Anyway, I know little about programming and nothing about network security or whatever. Is it possible to get infected merely from going to a website? Or just placing it onto your comp from knowing your IP?

++$_
Mo' Money
Posts: 2370
Joined: Thu Nov 01, 2007 4:06 am UTC

Re: Getting Malware

Postby ++$_ » Mon Feb 11, 2008 9:01 am UTC

Nebulae wrote:Wouldn't a good way of getting malware be from keygens/warez and such?
Yes. This is kind of like asking "Wouldn't a good way to get AIDS be to do some illegal IV drugs?"
After all, why would someone crack something for free without getting something from you in return?
For fun, or because they believe in anarchy, or don't believe in copyright.
Anyway, I know little about programming and nothing about network security or whatever. Is it possible to get infected merely from going to a website?
Yes, if your web browser, or any plugin for your web browser, has a bug. Presumably, they all do, but some of the bugs may not be known yet. Using things like Noscript helps, but it's still possible that a bug could create a security flaw. The websites will also try to fool you into doing stupid things, like downloading and running executable files, sometimes in very sneaky ways. For example, it used to be possible for a website to use Javascript to create a fake address bar at the top of your browser. This means that when you type in "www.google.com," it doesn't go into your browser's address bar but into the fake address bar provided by their site. What they really want is for you to type in "download.com," so that they can serve you their fake version of download.com instead, and give you bad versions of files.

And a million other exploits.
Or just placing it onto your comp from knowing your IP?
Not if you have a router or a firewall. Of course, if you open ports in your router/firewall unwisely, then the possibility arises again. It is very important to have a router or firewall; you WILL get nailed if you don't.

User avatar
Nebulae
Posts: 593
Joined: Wed Feb 06, 2008 11:20 pm UTC
Location: Anywhere

Re: Getting Malware

Postby Nebulae » Mon Feb 11, 2008 9:32 am UTC

++$_ wrote:
Nebulae wrote:Wouldn't a good way of getting malware be from keygens/warez and such?
Yes. This is kind of like asking "Wouldn't a good way to get AIDS be to do some illegal IV drugs?"

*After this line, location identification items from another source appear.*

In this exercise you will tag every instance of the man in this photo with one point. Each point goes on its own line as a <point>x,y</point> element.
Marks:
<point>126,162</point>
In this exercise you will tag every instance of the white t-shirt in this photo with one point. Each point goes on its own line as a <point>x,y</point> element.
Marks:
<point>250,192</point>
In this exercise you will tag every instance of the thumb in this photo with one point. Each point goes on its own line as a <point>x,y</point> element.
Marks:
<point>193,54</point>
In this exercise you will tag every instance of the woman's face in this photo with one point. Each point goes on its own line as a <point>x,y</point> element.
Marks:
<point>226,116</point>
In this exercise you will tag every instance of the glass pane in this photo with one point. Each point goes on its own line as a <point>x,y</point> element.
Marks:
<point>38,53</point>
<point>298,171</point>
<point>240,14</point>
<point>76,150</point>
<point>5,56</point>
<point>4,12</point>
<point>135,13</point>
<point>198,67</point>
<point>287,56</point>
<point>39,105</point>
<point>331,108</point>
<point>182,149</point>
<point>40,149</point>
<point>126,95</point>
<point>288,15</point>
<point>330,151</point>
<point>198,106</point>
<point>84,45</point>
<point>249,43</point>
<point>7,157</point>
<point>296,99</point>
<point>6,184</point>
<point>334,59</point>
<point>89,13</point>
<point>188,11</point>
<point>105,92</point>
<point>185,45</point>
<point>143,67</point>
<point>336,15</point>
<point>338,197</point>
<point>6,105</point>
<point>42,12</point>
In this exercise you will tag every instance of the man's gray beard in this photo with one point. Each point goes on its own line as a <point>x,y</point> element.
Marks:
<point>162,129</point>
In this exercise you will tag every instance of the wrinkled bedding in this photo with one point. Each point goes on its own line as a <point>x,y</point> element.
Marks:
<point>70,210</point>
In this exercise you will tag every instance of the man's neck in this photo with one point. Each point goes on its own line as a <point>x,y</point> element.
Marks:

Hm, well I was reading that thread on the computer virus aquarium strip, and people were asking where to get malware lol

Is there any way to see the code behind .exes btw?

User avatar
Sc4Freak
Posts: 673
Joined: Thu Jul 12, 2007 4:50 am UTC
Location: Redmond, Washington

Re: Getting Malware

Postby Sc4Freak » Mon Feb 11, 2008 11:19 am UTC

In a sense. Get a decompiler, and it'll produce the ASM code. But you can't "decompile" the .exe into C++ or something like that.

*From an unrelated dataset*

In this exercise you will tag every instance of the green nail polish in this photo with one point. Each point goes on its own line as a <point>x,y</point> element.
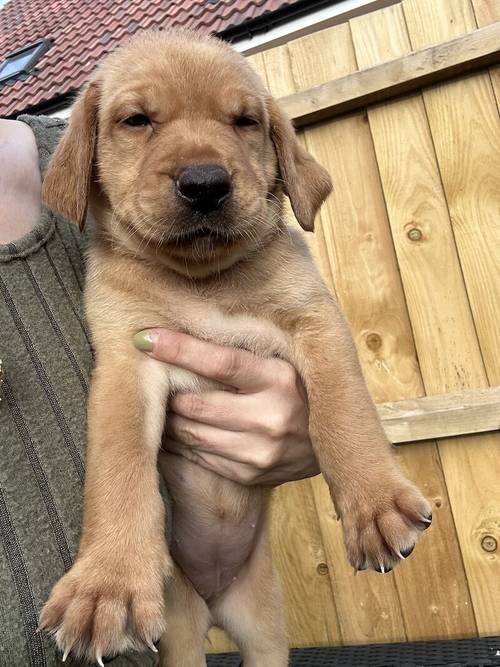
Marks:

But I guess you'd have to be very fluent in machine code or ASM, as well as your CPU architecture and OS, to fully understand an ASM dump of a program.

LikwidCirkel
Posts: 169
Joined: Thu Nov 08, 2007 8:56 pm UTC
Location: on this forum (duh)
Contact:

Re: Getting Malware

Postby LikwidCirkel » Mon Feb 11, 2008 7:55 pm UTC

There tends to be a LOT of malware floating around unregulated P2P services. Try searching for PR0N on any gnutella client.. something that doesn't automatically scan. Limewire works well.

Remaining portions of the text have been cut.